Foto: Victor Moriyama

Por Augusto Aneas*

Uma nova ameaça tenta capturar o Parque Augusta, em São Paulo, um dos últimos respiros de área verde no Centro da Cidade, cuja existência é o resultado do trabalho de ativistas com a colaboração de inúmeros segmentos da sociedade, frente à destruição fruto da combinação da sanha imobiliária na cidade com a omissão do poder público.

A última ameaça é um projeto de lei, de autoria do vereador Rodrigo Goulart (PSD), que quer associar o nome Bruno Covas ao Parque Augusta como uma homenagem póstuma ao ex-prefeito de São Paulo, falecido em maio de 2021. Esse projeto de lei (PL 299/2021) foi aprovado, às pressas, em primeira votação na Câmara dos Vereadores de São Paulo, antes do recesso de meio de ano, sem nenhuma discussão ou participação popular.

A história do Parque Augusta já é conhecida por muitos. Seus registros hoje ecoam em diversas teses e pesquisas em  instituições do Brasil e do mundo, além de vários registros na grande imprensa e em diversas redes sociais (além deste próprio LabCidade). Essa memória acumulada e registrada demonstra que a realização do Parque Augusta é a consequência de décadas de demanda e mobilização popular pela oficialização desse parque na cidade – e não uma iniciativa do poder público, em suas diversas gestões e partidos políticos, que atravessaram essa luta comunitária.

Pelo contrário, essa longa história de disputa pelo Parque Augusta só se justifica justamente porque nenhuma dessas inúmeras gestões, e nenhum de seus prefeitos, demonstraram interesse em enfrentar os interesses imobiliários de poderosas incorporadoras da cidade. E foi através de uma persistente inteligência ativista e comunitária, que posteriormente foi aliada a uma estratégia jurídica consistente do Ministério Público de São Paulo, que virou o jogo dessa área verde condenada à destruição.

O cruzamento entre a memória do ex-prefeito Bruno Covas e a memória do Parque Augusta é muito breve: Bruno Covas foi o prefeito da ocasião que assinou o ‘Acordo Parque Augusta’ e a escritura pública do parque que transferiu sua posse para a municipalidade. Estes certamente foram momentos expressivos nos avanços em relação a esse parque, mas podemos afirmar que a presença de Bruno Covas nesses momentos foi estritamente protocolar.

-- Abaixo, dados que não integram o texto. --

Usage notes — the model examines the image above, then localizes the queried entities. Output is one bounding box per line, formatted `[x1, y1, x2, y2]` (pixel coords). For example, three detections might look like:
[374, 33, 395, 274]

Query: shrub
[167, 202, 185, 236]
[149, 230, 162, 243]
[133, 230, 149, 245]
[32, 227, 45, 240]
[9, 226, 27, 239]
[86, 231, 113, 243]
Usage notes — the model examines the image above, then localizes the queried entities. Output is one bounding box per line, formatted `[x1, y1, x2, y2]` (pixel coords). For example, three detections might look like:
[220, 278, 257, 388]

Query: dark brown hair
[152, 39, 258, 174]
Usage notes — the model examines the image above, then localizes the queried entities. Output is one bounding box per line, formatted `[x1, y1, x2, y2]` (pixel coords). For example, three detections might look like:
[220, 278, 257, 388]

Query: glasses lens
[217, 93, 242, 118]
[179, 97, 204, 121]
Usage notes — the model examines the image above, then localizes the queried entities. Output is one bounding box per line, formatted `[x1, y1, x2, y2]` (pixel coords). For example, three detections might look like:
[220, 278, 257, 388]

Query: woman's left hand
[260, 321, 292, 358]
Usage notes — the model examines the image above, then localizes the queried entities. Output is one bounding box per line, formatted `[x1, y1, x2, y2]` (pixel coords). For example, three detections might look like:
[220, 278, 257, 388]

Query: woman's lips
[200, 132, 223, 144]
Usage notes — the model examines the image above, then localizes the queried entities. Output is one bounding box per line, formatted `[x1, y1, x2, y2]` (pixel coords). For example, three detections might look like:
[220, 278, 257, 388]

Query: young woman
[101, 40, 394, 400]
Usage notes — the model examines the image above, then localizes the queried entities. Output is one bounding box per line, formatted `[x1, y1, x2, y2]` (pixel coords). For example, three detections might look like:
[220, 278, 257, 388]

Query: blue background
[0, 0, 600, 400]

O ex-prefeito nunca se apresentou como um entusiasta do Parque Augusta. Vale lembrar que ele mesmo demonstrou completa indiferença por essa causa e por seus movimentos sociais quando era Secretário Estadual do Meio Ambiente entre 2011 e 2014. E algumas das suas marcas deixadas em São Paulo, como a concretagem do Vale do Anhangabaú e a pressão pela privatização dos parques, demonstram ações contrárias à agenda ambiental.

Porém, esse desempenho de Bruno Covas em relação ao meio ambiente e espaço público de São Paulo não tira o mérito da sua dignidade e do seu bom senso sobre a sua real participação na realização do Parque Augusta. Para aqueles que estavam presentes junto ao ex-prefeito nesses dois momentos mencionados, a assinatura do acordo e da escritura de posse, encontraram com um Bruno Covas humilde e consciente de que esse parque só se tornava realidade pelo grande esforço de décadas de ativistas, coletivos e movimentos sociais. Além de expressar as dificuldades e limitações da Prefeitura de São Paulo na criação de novos parques e na gestão dos parques existentes.

Portanto, qual é o significado de nomear o Parque Augusta hoje como Bruno Covas? Através da aprovação desse projeto de lei na calada da noite, qual a mensagem que os vereadores estão transmitindo para a cidade de São Paulo? Certamente essa atitude intempestiva e autoritária não evoca uma memória social e democrática do nosso ex-prefeito.

Parece justo encontrar um símbolo que possa eternizar a passagem de Bruno Covas por São Paulo, principalmente quando nos lembramos de seu grande esforço em manter suas atividades enquanto lutava bravamente contra uma doença muito difícil que por fim o venceu. Mas é preciso criar uma memória justa e digna para o ex-prefeito. E não forjar uma memória manipulada criada através do aparelhamento do trabalho comunitário e do desprezo pela ação coletiva que representa o Parque Augusta, e que nomeou esse parque como tal.

*Arquiteto e urbanista. Ativista do Movimento Parque Augusta.